Die französische Großbank BNP Paribas hat einem Vergleich bereits zugestimmt. Sie muss umgerechnet 6,4 Milliarden Euro Strafe zahlen, weil sie US-Sanktionen gegen Iran, Sudan und andere Länder ignorierte hat. Jetzt ist offenbar die kleinere Commerzbank an der Reihe. Die USA verdächtigen das Frankfurter Geldhaus - neben vielen anderen Instituten - vor allem gegen die von ihnen gegen den Iran verhängten Sanktionen verstoßen zu haben. Unter anderem geht es um Geschäfte der Commerzbank für die staatliche iranische Reederei IRISL. Die USA werfen dem Unternehmen vor, die Verbreitung mutmaßlicher Massenvernichtungswaffen unterstützt zu haben. Die Commerzbank habe gewusst, dass IRISL mit Sanktionen belegt worden sei. Es geht zumeist um Transaktionen aus den Jahren 2002 bis 2007.

Die Commerzbank-Aktie gehörte am Donnerstag erneut zu den größten Verlierern im Leitindex Dax. Sie büßte 3,4 Prozent ein auf 10,67 Euro, allerdings notierten auch andere Finanzwerte schwächer. Schon am Dienstag war die Commerzbank-Aktie um gut fünf Prozent gefallen, als die "New York Times" von der drohenden Strafe berichtet hatte.

Auf Seite 2: KOMPLIZIERTE RECHTSLAGE

KOMPLIZIERTE RECHTSLAGE

Ein Insider sagte Reuters, die Commerzbank habe neben der Buße keine weiteren gravierenden Auflagen zu erwarten. Möglich sei die Verpflichtung, einen unabhängigen Aufseher bei der Bank einzusetzen. Die Untersuchungen des US-Justizministeriums, des Finanzministeriums, der Notenbank Fed und der Staatsanwaltschaft im New Yorker Stadtteil Manhattan laufen schon seit 2010. Allein der New Yorker Bankenregulierer Benjamin Lawsky fordere mehr als 300 Millionen Dollar von der Commerzbank.

Die Rechtslage ist kompliziert. Nach EU-Recht hat sich die Commerzbank nichts vorzuwerfen. Europa hatte keine Sanktionen gegen den Iran verhängt, für Deutschland ist das islamische Land einer der wichtigsten Handelspartner. Doch die USA fühlen sich zuständig, weil die Transaktionen in US-Dollar und über Filialen in ihrem Land abgewickelt wurden. Selbst in den USA waren bis 2008 Iran-Geschäfte zwischen ausländischen Unternehmen erlaubt, die nur über US-Banken abgewickelt wurden. Deshalb fielen die Bußen gegen ausländische Banken in diesen Fällen meist geringer aus als in anderen.
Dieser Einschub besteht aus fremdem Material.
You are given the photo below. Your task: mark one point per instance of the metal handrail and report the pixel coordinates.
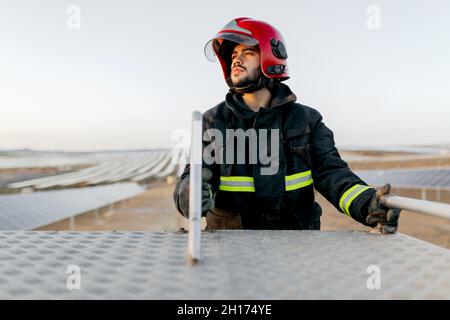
(436, 209)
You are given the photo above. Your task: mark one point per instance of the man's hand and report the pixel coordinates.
(386, 218)
(207, 195)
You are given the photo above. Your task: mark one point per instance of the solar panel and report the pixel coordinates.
(30, 211)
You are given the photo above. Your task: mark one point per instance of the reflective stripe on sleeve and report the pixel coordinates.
(350, 195)
(298, 180)
(237, 184)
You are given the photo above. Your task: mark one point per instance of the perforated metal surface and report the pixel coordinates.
(234, 265)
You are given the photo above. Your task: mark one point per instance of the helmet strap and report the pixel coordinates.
(260, 83)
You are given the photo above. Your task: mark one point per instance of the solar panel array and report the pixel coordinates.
(135, 167)
(434, 178)
(33, 210)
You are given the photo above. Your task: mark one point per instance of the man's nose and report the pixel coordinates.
(237, 61)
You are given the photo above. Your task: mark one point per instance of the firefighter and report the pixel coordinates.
(242, 194)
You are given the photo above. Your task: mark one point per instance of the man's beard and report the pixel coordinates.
(251, 78)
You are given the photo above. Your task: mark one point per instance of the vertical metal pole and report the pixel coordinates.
(72, 223)
(195, 189)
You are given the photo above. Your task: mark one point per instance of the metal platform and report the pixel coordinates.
(234, 265)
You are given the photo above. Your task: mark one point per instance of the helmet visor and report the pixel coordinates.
(212, 48)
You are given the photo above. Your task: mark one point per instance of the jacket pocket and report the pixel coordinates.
(297, 142)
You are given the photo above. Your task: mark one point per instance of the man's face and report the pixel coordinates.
(245, 65)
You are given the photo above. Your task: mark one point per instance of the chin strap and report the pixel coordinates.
(262, 82)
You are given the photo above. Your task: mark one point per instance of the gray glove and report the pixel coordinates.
(386, 218)
(207, 194)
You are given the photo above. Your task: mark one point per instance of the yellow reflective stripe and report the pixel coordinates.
(246, 184)
(237, 184)
(299, 185)
(298, 180)
(298, 175)
(236, 188)
(236, 178)
(350, 195)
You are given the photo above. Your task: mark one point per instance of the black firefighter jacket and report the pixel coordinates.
(308, 160)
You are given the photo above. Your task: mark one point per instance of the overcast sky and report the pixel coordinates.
(135, 70)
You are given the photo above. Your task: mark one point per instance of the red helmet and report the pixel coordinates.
(251, 32)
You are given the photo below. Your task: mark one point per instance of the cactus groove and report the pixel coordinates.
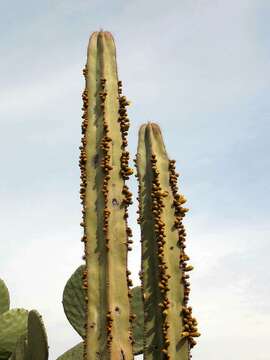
(169, 328)
(105, 197)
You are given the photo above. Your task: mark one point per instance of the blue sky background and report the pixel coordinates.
(198, 68)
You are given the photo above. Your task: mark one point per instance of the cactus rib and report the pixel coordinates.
(168, 327)
(104, 169)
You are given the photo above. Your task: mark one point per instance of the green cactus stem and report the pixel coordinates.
(169, 328)
(4, 297)
(105, 197)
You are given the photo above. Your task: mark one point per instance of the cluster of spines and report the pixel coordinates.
(159, 227)
(189, 323)
(105, 163)
(82, 164)
(125, 172)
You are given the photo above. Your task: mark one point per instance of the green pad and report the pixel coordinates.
(37, 347)
(137, 309)
(75, 353)
(13, 324)
(4, 297)
(74, 302)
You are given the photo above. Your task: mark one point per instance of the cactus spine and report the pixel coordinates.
(105, 197)
(168, 325)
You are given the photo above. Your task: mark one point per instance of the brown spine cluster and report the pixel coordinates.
(159, 228)
(106, 167)
(82, 165)
(125, 172)
(189, 323)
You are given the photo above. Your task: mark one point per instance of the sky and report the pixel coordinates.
(198, 68)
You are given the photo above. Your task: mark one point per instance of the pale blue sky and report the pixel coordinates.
(199, 68)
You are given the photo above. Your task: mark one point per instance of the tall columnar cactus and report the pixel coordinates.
(169, 327)
(105, 197)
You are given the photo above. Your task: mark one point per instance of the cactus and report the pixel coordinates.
(22, 333)
(169, 328)
(75, 310)
(105, 197)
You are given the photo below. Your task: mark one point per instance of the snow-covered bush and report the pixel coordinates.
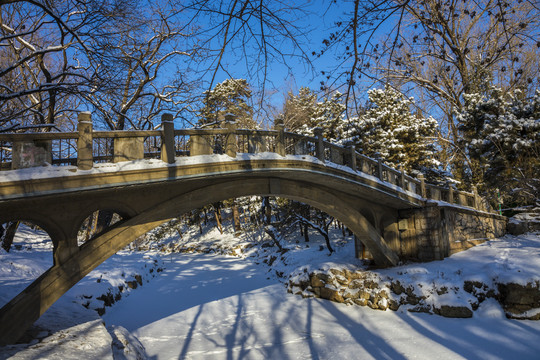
(501, 137)
(390, 130)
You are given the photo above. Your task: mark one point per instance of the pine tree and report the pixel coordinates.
(298, 109)
(501, 138)
(229, 97)
(390, 131)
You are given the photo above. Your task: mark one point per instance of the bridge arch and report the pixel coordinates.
(26, 308)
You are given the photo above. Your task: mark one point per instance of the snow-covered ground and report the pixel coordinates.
(232, 304)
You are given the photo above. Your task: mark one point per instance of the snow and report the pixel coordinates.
(210, 305)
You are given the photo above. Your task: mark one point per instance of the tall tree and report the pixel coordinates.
(137, 67)
(231, 96)
(502, 141)
(299, 109)
(390, 131)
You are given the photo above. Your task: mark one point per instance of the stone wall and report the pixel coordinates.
(435, 232)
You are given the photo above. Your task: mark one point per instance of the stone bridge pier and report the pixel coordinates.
(395, 217)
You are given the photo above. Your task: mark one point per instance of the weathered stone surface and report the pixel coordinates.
(356, 284)
(421, 308)
(393, 305)
(397, 288)
(517, 299)
(517, 228)
(453, 311)
(331, 294)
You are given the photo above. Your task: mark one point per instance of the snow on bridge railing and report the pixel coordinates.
(86, 147)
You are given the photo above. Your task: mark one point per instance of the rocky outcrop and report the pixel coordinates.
(365, 288)
(520, 301)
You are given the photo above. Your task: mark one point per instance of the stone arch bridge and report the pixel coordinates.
(149, 177)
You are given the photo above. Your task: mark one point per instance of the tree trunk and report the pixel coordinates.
(8, 235)
(217, 214)
(306, 235)
(326, 238)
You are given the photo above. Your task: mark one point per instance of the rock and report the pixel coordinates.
(320, 279)
(393, 305)
(453, 311)
(356, 284)
(397, 288)
(351, 294)
(342, 280)
(331, 294)
(443, 290)
(370, 284)
(517, 227)
(421, 308)
(360, 301)
(382, 304)
(470, 286)
(517, 299)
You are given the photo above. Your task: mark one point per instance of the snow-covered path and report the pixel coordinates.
(218, 307)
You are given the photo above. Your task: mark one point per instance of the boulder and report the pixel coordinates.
(453, 311)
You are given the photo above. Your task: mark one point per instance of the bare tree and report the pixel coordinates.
(133, 84)
(44, 57)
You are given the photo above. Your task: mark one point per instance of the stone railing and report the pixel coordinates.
(86, 147)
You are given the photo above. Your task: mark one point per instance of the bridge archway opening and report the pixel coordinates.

In den vergangenen fünf Jahren hatten sich mehr als ein halbes Dutzend ausländischer Banken mit den US-Behörden wegen Sanktionsverstößen verglichen. Insgesamt zahlten sie mehr als zwölf Milliarden Dollar, wie Bezirksstaatsanwalt Cyrus Vance sagte. Vergleichbar ist der Fall der Commerzbank nach Angaben eines Insiders mit dem der britischen Standard Chartered. Diese war beschuldigt worden, heimlich 59.000 Transaktionen mit dem Iran im Volumen von 250 Billionen Dollar getätigt zu haben. Dafür zahlte sie 667 Millionen Dollar an die US-Behörden. Noch ermittelt wird gegen die Deutsche Bank, die italienische UniCredit sowie die französischen Institute Credit Agricole und Societe Generale.